I thoroughly enjoy eating eggs and I like them just about every way that you can prepare them.
I am sure I enjoy eggs for at least two reasons. Even though I lived in a subdivision part of my childhood, we always had eggs from my grandparents’ farm. We all preferred the eggs from the farm where the chickens were what we all now call “free range.” The flavor and color was the best. The second reason I like eggs is because of the variety of ways that my parents prepared them—poached, with corn beef hash, fried in a sandwich, scrambled in an omelet or even pickled, they were delicious.
When it comes to cooking eggs, I like the weekends. Since I like eggs from free range hens very rarely do I eat eggs in a restaurant, they just don’t have the same flavor.
I am so pleased that science has gotten it right and we now know how good eggs are for all of us. So I ask you, “When is the last time you enjoyed an egg?” Yes, egg prices have increased, but they are still a bargain and packed with nutrition.
One whole egg is 50 grams and there are 75 calories. Eggs are a source of protein, cholesterol, sodium, protein and many vitamins and minerals.
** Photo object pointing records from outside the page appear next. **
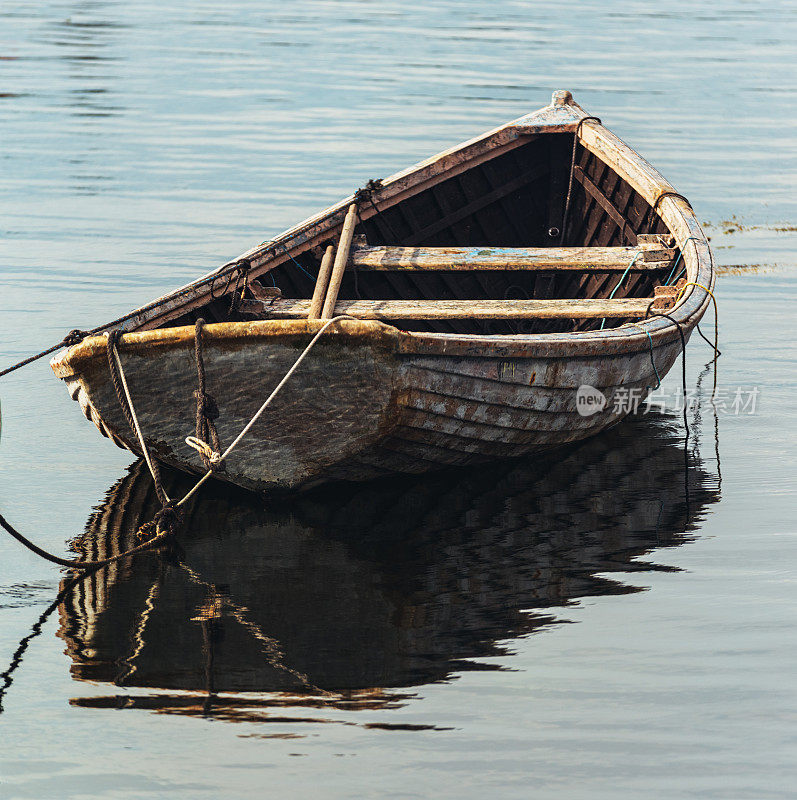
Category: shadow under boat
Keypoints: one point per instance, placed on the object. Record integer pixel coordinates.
(352, 591)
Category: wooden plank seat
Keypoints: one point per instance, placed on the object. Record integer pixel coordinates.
(615, 259)
(625, 308)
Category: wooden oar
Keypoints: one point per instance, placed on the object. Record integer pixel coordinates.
(341, 259)
(321, 284)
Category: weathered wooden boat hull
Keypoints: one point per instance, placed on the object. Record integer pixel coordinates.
(363, 406)
(372, 399)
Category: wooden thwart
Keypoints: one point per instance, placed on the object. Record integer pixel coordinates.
(615, 259)
(466, 309)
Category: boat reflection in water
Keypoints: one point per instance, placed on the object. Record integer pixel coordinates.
(353, 592)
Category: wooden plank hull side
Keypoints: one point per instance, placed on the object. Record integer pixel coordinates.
(342, 399)
(357, 408)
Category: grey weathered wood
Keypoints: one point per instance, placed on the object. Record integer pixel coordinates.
(341, 259)
(322, 281)
(476, 205)
(467, 309)
(511, 258)
(400, 400)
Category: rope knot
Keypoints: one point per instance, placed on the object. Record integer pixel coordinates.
(367, 191)
(75, 336)
(210, 457)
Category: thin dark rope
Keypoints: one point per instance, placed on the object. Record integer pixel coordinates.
(572, 174)
(16, 659)
(75, 336)
(163, 523)
(677, 324)
(717, 351)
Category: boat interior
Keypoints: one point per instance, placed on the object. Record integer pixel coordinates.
(494, 248)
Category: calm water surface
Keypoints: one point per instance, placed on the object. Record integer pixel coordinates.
(615, 622)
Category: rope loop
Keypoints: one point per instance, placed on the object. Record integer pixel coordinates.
(669, 194)
(209, 455)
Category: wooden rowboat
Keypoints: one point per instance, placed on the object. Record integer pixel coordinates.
(481, 287)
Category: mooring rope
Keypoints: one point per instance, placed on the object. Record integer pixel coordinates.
(717, 353)
(652, 362)
(126, 402)
(76, 336)
(206, 441)
(680, 255)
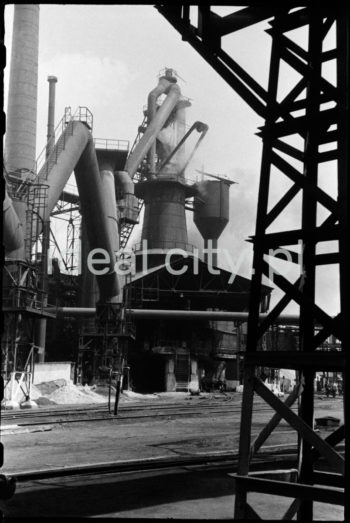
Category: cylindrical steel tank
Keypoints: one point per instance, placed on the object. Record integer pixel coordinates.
(211, 208)
(20, 141)
(164, 223)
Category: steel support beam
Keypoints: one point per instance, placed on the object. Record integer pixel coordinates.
(317, 124)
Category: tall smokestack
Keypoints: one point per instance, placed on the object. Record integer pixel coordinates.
(23, 86)
(51, 115)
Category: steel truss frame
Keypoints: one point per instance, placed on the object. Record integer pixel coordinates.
(324, 121)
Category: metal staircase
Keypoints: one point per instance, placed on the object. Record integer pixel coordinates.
(127, 228)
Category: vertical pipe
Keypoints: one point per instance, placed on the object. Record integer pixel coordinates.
(40, 333)
(51, 115)
(23, 86)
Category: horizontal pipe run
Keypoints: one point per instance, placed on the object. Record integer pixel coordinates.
(290, 319)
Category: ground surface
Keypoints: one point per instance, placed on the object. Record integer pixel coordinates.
(177, 494)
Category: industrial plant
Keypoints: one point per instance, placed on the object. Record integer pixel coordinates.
(97, 319)
(100, 307)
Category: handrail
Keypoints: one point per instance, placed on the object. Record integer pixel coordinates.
(108, 144)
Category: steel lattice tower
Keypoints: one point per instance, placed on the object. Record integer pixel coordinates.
(317, 112)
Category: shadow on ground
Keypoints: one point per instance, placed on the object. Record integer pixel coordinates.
(110, 493)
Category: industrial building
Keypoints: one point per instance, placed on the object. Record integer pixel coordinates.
(163, 271)
(123, 314)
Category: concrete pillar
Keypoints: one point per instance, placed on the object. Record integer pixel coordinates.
(20, 141)
(231, 374)
(194, 382)
(170, 380)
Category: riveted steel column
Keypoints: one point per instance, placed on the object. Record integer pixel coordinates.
(22, 102)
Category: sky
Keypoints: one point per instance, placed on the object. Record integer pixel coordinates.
(108, 57)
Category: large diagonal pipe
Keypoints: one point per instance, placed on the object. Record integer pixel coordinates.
(155, 124)
(79, 156)
(13, 236)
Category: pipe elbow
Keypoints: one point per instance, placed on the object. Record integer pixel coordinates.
(13, 235)
(124, 182)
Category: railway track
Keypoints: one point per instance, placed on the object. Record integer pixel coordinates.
(214, 460)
An egg white is largely water and protein, but contains most of the egg’s riboflavin and magnesium. The egg yolk contains all the fat and cholesterol, but also 44 percent of the egg’s protein and the majority of the egg’s vitamins and minerals. Unless your doctor has advised you to do so, think twice about throwing out the nutritious yolk.
A question I am often asked is, “What do egg carton dates mean?” The United States Department of Agriculture (USDA) requires that any egg carton date be no more than 30 days after the eggs were packed. However, as long as the 30-day limit is observed, states may set other rules, and in some cases, even individual retail stores may set their own standards. To learn exactly how many days a “sell-by” or “expiration” date allows after packing, it’s best to ask your retailer.
You may though be able to tell how old your eggs are by checking a three-number code on the small side of the carton. It’s a Julian date, with 001 representing January 1 and 365 standing for December 31. This is the day the eggs were packed. Eggs will keep in your refrigerator at least four to five weeks after this date. If you can’t find a Julian date, using eggs within about three or so weeks of purchase allows for the possibility that your eggs may have been temporarily stored by the retailer before you bought them.
Another question I am often asked is, “How can I tell if my eggs are fresh and safe to use?” The best way to judge freshness is to use the Julian date. But the major difference in older eggs relate merely to appearance. As an egg ages, it takes in air and loses moisture and carbon dioxide. This causes the white to thin out and spread, the yolk to flatten and the yolk membrane, making it more likely the yolk may break. Older eggs may spread more in the pan when fried and more wisps or “angel hairs” in the water may be visible when they are poached. It’s actually beneficial, though, to use slightly older eggs – refrigerated for a week to 10 days – for hard cooking. As the egg takes in air, the air cell between the shell and the shell membrane grows, making it easier to peel.
Contrary to popular belief, egg safety is not strongly related to age. With modern candling and quality control methods, “rotten” eggs are a thing of the past. In today’s frost-free refrigerators, eggs are more likely to dry up than to “spoil”. As for salmonella, unless your eggs become cross-contaminated by other foods in your refrigerator, refrigeration will not affect whether or not any bacteria are present. If they are, they will not grow under refrigeration, but may at room temperature. That’s one reason eggs should always be refrigerated. Another is that refrigeration slows the aging process. In one day at room temperature, an egg can age as much as it would in a week in the refrigerator. So enjoy some eggs for breakfast, lunch or dinner—they are good for you.